Physiciens mathématiciens, les Grecs conçurent
la chance comme une rencontre-choc, la tukHè, de tungkHaneïn, rencontrer, qui
souvent faisait couple avec anankè, la nécessité. Ainsi, Démocrite voulut
croire que des chocs d'atomes tombant dans le vide suffisaient à créer notre
cosmos cosmétique. Aristote, moins optimiste, fut plutôt sensible aux
rencontres entre la tuile tombant d'un toit et le crâne du passant. Quoi qu'il
en soit, les tukHaï grecques n'étaient pas calculables. Par contre, les Arabes,
amateurs de points (et donc aussi des coïncidences des séries de points que
sont les logarithmes, estime Eva de Vitray-Meirovitch), remarquèrent que, quand
des points forment des ensemble fermés, la chance d'en tirer un parmi les
autres est calculable ; tel est le coup de dé (zahr), qui a donné notre hasard,
et suggéré à Pascal le calcul des probabilités. Et, pour en finir avec la
tradition, à côté de toutes ces chances physiques, ou physiciennes, n'oublions
pas les chances sémiotiques, celles par lesquelles, parmi des grappes d'étoiles
hétérogènes, certains systèmes nerveux
aperçoivent une Balance, un Lion, ou Castor et Pollux. En voilà assez sur les
chances dans nos 65 négatifs. Et nous sommes disposés à peser maintenant les chances
biologiques, qui travaillent les lentigos de nos 65 positifs.
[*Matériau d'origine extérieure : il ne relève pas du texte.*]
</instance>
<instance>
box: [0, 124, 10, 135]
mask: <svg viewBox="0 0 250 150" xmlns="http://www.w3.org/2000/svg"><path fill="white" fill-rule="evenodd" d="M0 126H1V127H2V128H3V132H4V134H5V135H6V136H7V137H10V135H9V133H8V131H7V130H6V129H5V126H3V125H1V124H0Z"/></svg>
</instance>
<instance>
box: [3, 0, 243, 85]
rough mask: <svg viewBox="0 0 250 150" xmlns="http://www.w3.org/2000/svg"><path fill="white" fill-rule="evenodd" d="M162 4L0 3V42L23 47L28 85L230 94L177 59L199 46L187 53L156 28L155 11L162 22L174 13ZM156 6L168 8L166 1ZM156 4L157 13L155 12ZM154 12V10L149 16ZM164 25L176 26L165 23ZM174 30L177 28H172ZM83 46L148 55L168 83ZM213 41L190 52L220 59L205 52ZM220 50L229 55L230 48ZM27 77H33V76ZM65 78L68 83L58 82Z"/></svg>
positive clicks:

Car, depuis 1953, dans la plus grande
révolution de l'intelligence humaine, nous savons globalement selon quel trajet
biochimique les chances physiques deviennent des chances biologiques. (a) Cinq
éléments les plus répandus dans notre environnement terrestre (hydrogène,
oxygène, carbone, azote, soufre) suffisent à former les vingt acides aminés qui
portent tous les Vivants connus de nous. (b) En effet, ces vingt acides aminés
(azotés) ont deux portions, l'une qui leur permet de se nouer en chaînes
courtes ou très longues, une autre par laquelle ils pratiquent différemment les
cinq liaisons chimiques fondamentales. (c) Ainsi, les chaînes d'acides aminés,
en raison de leur nombre mais surtout des séquences diverses de vingt acides
différents, reviennent dynamiquement sur elles-mêmes de façons infiniment
différentes, formant des pelotes infiniment différentes nommées protéines. (d)
En se regroupant en ultrastructures, puis en cellules eucariotes, ces protéines
suffisent, avec quelques adjuvants (structurels, énergétiques, réduplicatifs,
telle leur polycopie ARN-ADN, déchiffrée la même année 1953), à produire toutes
les propriétés anatomiques et physiologiques de tous les organismes. Bref, la chance
biologique qui fait la Variété naturelle des vivants, laquelle est la
précondition de leur Sélection naturelle, Darwin y insiste, pourrait être dite chance
protéinique, chance aminée, chance hydrogène-oxygène-azote-carbone-soufre. La série
n'est plus seulement l'espèce, comme chez les Anciens, mais chaque organisme.
Il y a donc lieu de mettre en application réciproque des Lentigos, chances
biologiques, avec les Ciels de l'origine, chances cosmiques, moyennant des
Constellations, chances sémiotiques. Quand les stellae
« con-stellent », et que les lentigos se nomment « points de
beauté ».
Nous laisserons au spectateur de fantasmer les
fécondités de ce mapping, pour remarquer encore que nous touchons là au noeud
de l'admiration contemporaine, à savoir les singularités imprévisibles ET rétrospectivement
explicables qui font notre Univers. La planche contact photographique, où
cohabitent simples suites et vraies séries, est prédestinée à fomenter des
rencontres où s'exaltent les constantes universelles, les innovations
biologiques, les indicialités et les indexations sémiotiques. Le photographe
est exemplaire quand son oeil l'obsède sur ce foyer.